Our packed lunch was taken at Kingairloch,

from where we made our way inland on the Morvern peninsula to Lochaline, on the Sound of Mull. We had on the way passed Loch Whisky and Gleann Gael. [Linguistic note!: I wrote ‘Whisky’ in my notebook, because that’s what I thought I was being was told, being assured that it was its real name, and that ‘whisky’ means ‘water’ in Gallic. I was being teased to a certain extent. On the map I find it is spelt ‘Loch Uisge’. And ‘uisge’ does indeed mean water, ‘uisge beatha’, the water of life, being the Gallic for ‘whisky’.]

Distant sika deer, and sheep
Isle of Mull behind the ferry

We walked away from the Sound, and made our way a short distance along Loch Aline off it, past a fascinating sand mine and its works.

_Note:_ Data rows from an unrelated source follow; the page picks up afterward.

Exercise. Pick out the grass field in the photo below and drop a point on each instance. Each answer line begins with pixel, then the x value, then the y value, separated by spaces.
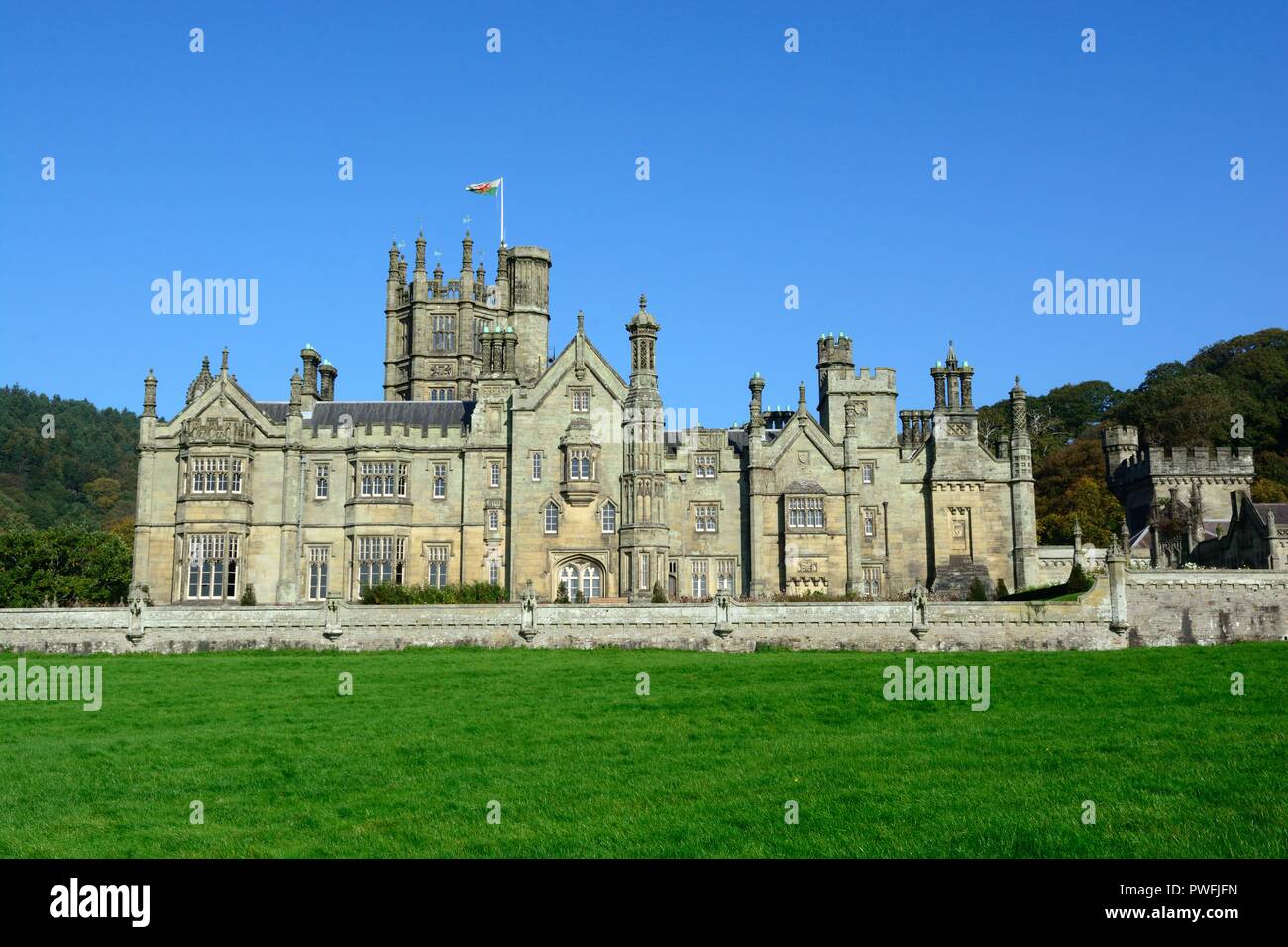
pixel 1175 764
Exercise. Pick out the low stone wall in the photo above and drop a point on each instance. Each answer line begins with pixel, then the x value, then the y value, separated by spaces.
pixel 1162 608
pixel 1207 605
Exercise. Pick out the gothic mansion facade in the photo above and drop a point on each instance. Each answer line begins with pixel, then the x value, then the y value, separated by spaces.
pixel 488 460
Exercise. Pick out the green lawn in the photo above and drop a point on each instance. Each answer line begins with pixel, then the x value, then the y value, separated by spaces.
pixel 1175 764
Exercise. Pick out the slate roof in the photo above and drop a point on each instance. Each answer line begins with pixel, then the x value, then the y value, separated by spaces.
pixel 804 487
pixel 1279 509
pixel 417 414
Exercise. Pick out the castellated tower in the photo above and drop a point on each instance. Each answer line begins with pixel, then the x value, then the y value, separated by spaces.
pixel 433 326
pixel 870 393
pixel 528 285
pixel 1144 476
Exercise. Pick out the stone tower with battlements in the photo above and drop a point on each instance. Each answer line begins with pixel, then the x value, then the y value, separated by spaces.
pixel 433 325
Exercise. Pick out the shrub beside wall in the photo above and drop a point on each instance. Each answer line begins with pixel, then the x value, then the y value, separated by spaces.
pixel 469 594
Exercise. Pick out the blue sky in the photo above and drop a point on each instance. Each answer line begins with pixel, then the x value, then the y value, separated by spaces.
pixel 767 169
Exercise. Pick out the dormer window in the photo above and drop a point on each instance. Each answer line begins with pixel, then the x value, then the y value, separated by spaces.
pixel 805 513
pixel 214 475
pixel 579 464
pixel 378 478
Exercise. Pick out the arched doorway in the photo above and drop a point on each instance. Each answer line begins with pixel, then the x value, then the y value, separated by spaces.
pixel 581 575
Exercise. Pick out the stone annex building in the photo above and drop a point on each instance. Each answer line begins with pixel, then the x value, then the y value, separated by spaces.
pixel 488 460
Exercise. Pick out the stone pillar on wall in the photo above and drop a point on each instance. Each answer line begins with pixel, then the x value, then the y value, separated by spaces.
pixel 853 505
pixel 1024 521
pixel 287 551
pixel 1116 567
pixel 146 453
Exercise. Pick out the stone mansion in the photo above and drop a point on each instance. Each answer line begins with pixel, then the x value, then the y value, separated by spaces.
pixel 489 460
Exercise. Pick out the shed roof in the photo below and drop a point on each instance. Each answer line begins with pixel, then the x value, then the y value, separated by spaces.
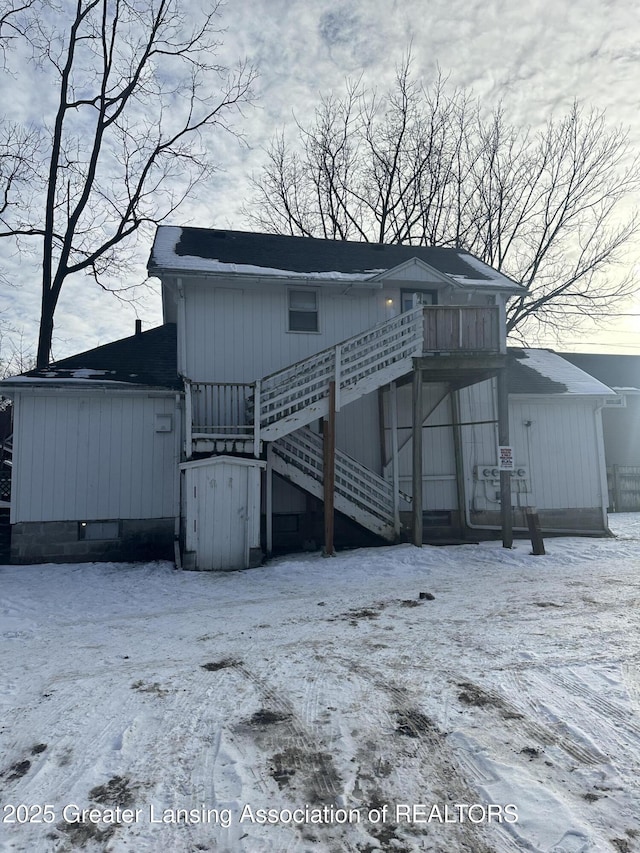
pixel 542 371
pixel 215 251
pixel 618 371
pixel 147 358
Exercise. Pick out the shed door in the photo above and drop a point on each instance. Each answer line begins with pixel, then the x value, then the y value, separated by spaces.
pixel 217 513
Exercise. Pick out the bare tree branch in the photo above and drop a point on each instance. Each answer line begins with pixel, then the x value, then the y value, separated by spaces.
pixel 138 93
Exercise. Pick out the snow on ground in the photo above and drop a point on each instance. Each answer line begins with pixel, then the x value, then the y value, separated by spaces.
pixel 138 691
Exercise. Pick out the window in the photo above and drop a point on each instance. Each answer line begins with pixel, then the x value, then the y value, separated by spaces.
pixel 303 311
pixel 98 530
pixel 421 297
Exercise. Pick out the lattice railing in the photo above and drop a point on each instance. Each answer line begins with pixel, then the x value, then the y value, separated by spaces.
pixel 297 387
pixel 362 488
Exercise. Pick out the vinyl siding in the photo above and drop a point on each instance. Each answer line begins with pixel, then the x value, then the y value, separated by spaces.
pixel 92 458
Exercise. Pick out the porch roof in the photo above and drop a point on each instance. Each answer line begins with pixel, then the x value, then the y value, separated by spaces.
pixel 147 359
pixel 207 251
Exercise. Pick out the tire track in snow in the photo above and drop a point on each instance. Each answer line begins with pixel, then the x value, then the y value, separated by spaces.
pixel 423 742
pixel 606 722
pixel 521 725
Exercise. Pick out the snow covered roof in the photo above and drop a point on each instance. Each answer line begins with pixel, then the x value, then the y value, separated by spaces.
pixel 541 371
pixel 147 358
pixel 621 372
pixel 276 255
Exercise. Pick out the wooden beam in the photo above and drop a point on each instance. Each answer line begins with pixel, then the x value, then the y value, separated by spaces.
pixel 459 460
pixel 393 405
pixel 329 470
pixel 506 514
pixel 416 473
pixel 269 501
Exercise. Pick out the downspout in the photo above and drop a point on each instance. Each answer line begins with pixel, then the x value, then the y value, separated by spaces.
pixel 177 497
pixel 602 466
pixel 556 530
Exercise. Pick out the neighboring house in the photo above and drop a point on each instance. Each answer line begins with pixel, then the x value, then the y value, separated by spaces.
pixel 206 431
pixel 621 425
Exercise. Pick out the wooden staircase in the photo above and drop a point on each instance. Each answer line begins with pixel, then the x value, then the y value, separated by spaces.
pixel 360 493
pixel 240 418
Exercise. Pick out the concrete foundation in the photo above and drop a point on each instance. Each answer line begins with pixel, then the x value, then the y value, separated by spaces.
pixel 61 542
pixel 585 520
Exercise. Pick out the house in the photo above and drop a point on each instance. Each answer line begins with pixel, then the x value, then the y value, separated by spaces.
pixel 293 377
pixel 620 424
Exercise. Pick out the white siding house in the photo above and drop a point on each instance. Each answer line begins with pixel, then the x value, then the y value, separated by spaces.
pixel 206 434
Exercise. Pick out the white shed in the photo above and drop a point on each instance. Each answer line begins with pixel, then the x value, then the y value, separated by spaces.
pixel 221 497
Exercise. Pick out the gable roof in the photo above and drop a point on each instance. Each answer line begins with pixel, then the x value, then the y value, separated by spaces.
pixel 214 251
pixel 618 371
pixel 541 371
pixel 147 359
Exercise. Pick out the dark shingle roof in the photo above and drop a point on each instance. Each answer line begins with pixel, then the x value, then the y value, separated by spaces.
pixel 308 254
pixel 616 371
pixel 523 379
pixel 147 358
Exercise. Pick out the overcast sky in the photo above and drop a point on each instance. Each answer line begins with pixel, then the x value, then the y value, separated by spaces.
pixel 535 57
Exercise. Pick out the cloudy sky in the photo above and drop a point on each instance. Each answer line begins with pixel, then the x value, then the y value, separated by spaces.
pixel 535 57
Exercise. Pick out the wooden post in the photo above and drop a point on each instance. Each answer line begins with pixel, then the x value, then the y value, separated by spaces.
pixel 506 515
pixel 393 405
pixel 416 474
pixel 268 509
pixel 533 523
pixel 617 490
pixel 329 470
pixel 188 420
pixel 459 460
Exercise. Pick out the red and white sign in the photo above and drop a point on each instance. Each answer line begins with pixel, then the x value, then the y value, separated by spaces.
pixel 505 458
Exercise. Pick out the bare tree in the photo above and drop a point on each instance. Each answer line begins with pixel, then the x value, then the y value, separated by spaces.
pixel 428 167
pixel 137 91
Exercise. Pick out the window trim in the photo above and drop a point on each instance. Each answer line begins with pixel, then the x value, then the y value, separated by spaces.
pixel 405 291
pixel 91 526
pixel 289 309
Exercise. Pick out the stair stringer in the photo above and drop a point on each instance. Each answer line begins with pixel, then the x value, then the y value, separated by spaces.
pixel 320 408
pixel 359 493
pixel 299 394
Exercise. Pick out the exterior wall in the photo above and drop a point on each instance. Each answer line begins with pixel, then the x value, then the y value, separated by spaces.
pixel 222 518
pixel 233 332
pixel 621 429
pixel 438 455
pixel 84 457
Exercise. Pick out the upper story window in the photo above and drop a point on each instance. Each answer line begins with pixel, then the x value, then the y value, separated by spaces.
pixel 413 298
pixel 303 311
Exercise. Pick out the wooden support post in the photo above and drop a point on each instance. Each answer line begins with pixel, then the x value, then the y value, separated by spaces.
pixel 393 405
pixel 459 461
pixel 268 509
pixel 329 470
pixel 416 474
pixel 506 515
pixel 533 523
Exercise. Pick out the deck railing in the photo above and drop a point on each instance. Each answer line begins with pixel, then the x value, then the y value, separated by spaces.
pixel 227 410
pixel 459 329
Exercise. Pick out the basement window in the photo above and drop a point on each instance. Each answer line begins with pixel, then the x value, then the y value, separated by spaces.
pixel 98 530
pixel 303 311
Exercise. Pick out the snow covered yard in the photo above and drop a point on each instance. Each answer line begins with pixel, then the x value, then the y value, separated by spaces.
pixel 171 708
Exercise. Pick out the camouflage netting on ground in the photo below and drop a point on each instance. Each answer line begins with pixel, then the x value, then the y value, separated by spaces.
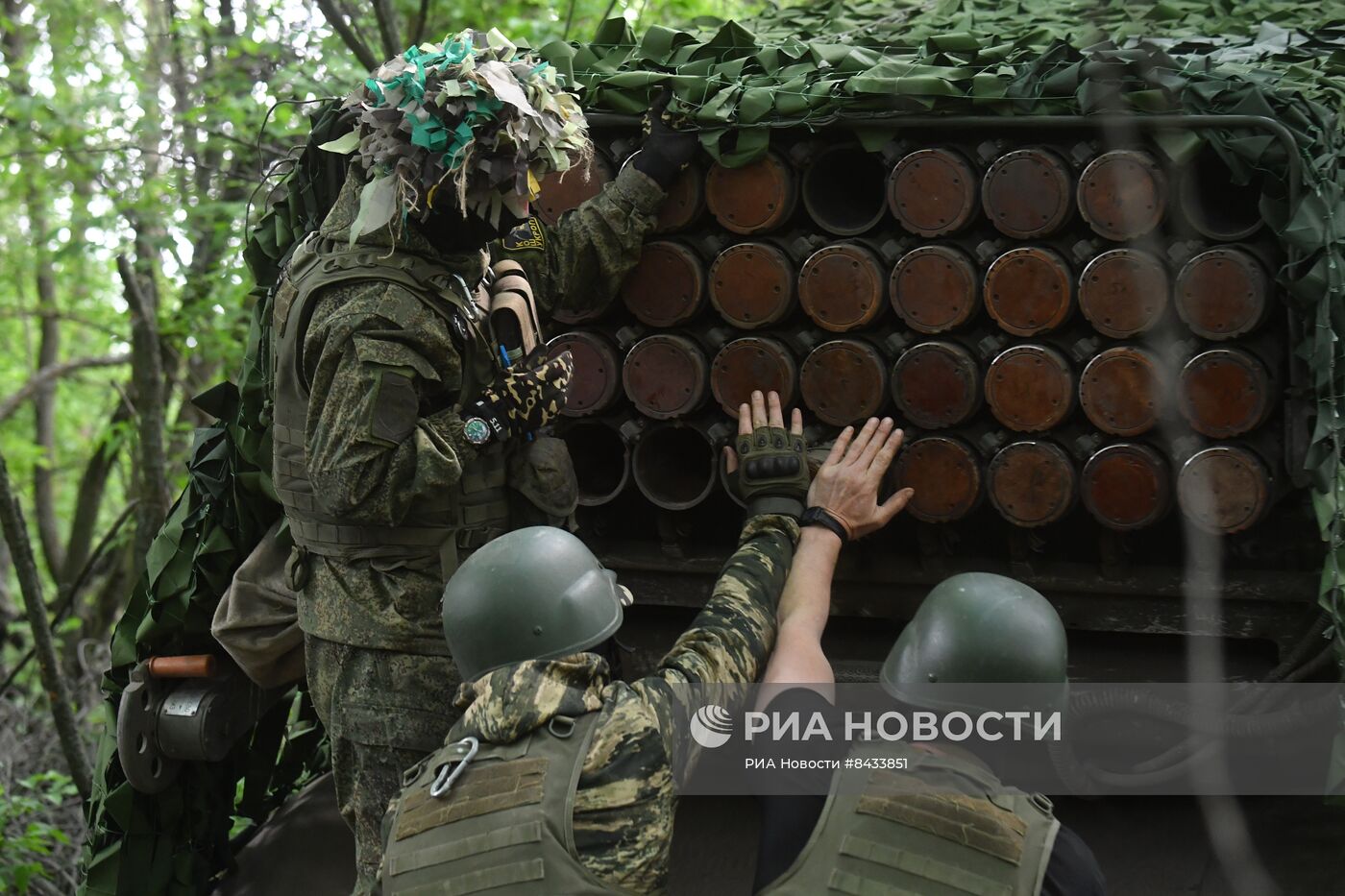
pixel 860 64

There was some waste sand lying around. On picking it up we could see and feel just how very white, fine and soft it was, quite unlike any I had encountered on a beach.

I would love to have had a visit round the works, not to mention the mine itself!

David and Jon (hidden behind his telescope), look at the storage
Conveyor belts
Sand just about to be dumped onto a conveyor belt

We walked on.

Tern of some sort being photobombed from the front by a young gull

I then got absorbed into the next activity and totally forgot to take any photos of it. There were literally hundreds of ‘devil’s toenails’ on the beach. David collected several. Devil’s toenails are fossils of bivalves, gryphea, about two inches, 5 centimetres, long. And here’s a (copyright-free) picture of one found on the internet..

Time to go home the way we came.

This evening a pine marten visited even before our meal, so it was possible to get some semi-daylight pictures through the glass.

Clearly not worried by us, as long as we stayed we we were. We could even move around.